Some leading chairs have endorsed, and utilise, a culture strategy at board level, recognizing that the topic has hitherto been ad hoc and reactive.

In addition to the activities of the regulators, companies and boards are increasingly scrutinized by shareholder activists, proxy advisors and short-sellers regarding culture.

Assessing Culture: Is There a Legal Obligation to Do So?

The word "culture" does not appear in the Corporations Act, so it is not unreasonable to ask: what legal obligations do directors have in relation to culture?

A better question to ask may be: where there has been a breach of the law by a company that can be traced to a failure of culture, how might "care" and "diligence" of individual directors under s 180(1) of the Corporations Act be judged by a court?

The answer might be found in Commissioner Kenneth Hayne's recommendation that "All financial services entities should, as often as reasonably possible, take proper steps to:

  • assess the entity's culture and its governance;
  • identify any problems with that culture and governance;
  • deal with those problems; and
  • determine whether the changes it has made have been effective."

There is no reason to limit this to financial services entities.

It might be suggested that the assessment of culture can be undertaken by the executives who are closer to the day-to-day operations of the business and who can report to the board.

Although the board's role is one of oversight, where a company has a poor culture all members of the board (both executive and nonexecutive) are at increased risk of being the targets of regulatory attention.

Nonexecutive directors are permitted to rely on information provided by management.

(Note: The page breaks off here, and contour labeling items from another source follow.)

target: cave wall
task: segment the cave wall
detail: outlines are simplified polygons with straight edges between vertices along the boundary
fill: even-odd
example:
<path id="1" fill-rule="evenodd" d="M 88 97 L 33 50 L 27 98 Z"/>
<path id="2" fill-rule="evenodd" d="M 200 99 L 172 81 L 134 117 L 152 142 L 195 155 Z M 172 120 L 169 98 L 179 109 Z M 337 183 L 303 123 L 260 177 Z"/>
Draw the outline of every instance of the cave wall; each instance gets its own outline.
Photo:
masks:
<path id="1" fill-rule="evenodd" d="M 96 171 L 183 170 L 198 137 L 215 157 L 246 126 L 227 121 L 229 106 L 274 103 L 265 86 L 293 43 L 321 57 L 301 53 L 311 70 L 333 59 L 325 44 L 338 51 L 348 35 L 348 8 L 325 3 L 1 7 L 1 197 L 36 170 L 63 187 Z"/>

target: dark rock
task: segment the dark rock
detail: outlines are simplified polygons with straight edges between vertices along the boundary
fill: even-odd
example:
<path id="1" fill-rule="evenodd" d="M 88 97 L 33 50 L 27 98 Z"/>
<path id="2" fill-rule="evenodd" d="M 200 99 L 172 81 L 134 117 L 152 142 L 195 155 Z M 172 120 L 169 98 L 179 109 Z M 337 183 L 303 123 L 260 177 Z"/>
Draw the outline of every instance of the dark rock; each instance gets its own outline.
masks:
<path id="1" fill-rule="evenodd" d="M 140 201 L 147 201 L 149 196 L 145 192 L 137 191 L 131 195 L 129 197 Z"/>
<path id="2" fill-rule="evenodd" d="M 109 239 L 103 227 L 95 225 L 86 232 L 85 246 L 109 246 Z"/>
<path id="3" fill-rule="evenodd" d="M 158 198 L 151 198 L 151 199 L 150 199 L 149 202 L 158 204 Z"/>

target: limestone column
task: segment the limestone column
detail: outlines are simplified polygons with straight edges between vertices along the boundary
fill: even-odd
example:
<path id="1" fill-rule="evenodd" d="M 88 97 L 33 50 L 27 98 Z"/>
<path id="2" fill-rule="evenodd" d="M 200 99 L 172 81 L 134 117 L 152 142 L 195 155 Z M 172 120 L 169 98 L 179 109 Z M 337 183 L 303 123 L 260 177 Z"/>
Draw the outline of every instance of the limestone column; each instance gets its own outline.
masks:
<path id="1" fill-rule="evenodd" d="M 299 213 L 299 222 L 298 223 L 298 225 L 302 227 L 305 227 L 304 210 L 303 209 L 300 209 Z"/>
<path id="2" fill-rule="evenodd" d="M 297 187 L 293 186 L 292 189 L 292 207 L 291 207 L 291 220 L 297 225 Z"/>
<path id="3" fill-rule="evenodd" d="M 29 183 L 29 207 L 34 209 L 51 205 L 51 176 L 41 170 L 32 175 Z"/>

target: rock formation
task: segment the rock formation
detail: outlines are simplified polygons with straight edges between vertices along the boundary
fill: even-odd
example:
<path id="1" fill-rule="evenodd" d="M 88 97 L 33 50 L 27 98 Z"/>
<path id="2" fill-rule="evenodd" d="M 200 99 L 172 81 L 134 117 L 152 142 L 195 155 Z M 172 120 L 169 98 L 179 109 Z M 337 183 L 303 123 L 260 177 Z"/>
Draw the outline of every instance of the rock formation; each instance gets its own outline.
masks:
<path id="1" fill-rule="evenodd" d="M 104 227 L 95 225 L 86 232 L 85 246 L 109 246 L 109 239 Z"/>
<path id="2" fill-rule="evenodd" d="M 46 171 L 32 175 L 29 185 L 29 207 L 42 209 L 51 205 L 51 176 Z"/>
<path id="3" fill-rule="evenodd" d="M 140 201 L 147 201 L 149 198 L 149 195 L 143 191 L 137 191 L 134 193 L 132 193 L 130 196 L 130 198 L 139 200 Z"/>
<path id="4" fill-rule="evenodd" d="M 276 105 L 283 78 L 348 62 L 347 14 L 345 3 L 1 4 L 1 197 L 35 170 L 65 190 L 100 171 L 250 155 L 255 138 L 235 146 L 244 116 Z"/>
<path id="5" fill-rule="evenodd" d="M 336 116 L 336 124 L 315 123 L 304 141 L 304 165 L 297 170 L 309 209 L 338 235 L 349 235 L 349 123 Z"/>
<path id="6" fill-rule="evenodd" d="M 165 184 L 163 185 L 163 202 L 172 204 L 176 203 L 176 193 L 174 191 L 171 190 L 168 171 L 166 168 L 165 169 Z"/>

However, where there is cause for suspicion or circumstances demanding critical and detailed attention, a director may no longer be able to rely on advice without independently verifying the information or scrutinising the information. There may be a range of "red flags" which put directors on notice of potential problems with culture, such as employee satisfaction, customer complaints, whistleblower reports, regulator dissatisfaction, internal audit results, unusual governance structure and unusual financial metrics.

What Should Directors Do?

Directors can take a number of steps to ensure a good corporate culture with regard to potential exposure to breaches of directors' duties. The obvious elements are to ensure that the following building blocks are in place:

  • Setting risk appetite; and
  • Establishing appropriate policies and frameworks, then ensuring the following are place: (i) communication; (ii) education; (iii) probative and independent testing of efficacy of policies; and (iv) remediation.

The risk appetite and policies and framework are underpinned and supported by:

  • An appropriate culture that supports the company's policies and compliance with laws; 
  • Tools and systems that allow culture to be measured and monitored, allowing the board and management to identify and analyse behaviour that is antithetical to the values of the company; and
  • Proper structure when cultural problems are identified; board and management should engage lawyers early to ensure that investigations have necessary protections (such as legal professional privilege).

Two Key Takeaways

  1. We will continue to see regulators targeting individuals, and it will not be long before a case is brought against a director for breach of duties in connection with a failure to assess and address culture.
  2. In meeting their duties, directors should consider whether they need to have in place tools and systems that enable them to assess and monitor culture. This is not just a compliance step required in order to meet legal obligations; a strong culture is an opportunity to create sustainable high performance and returns.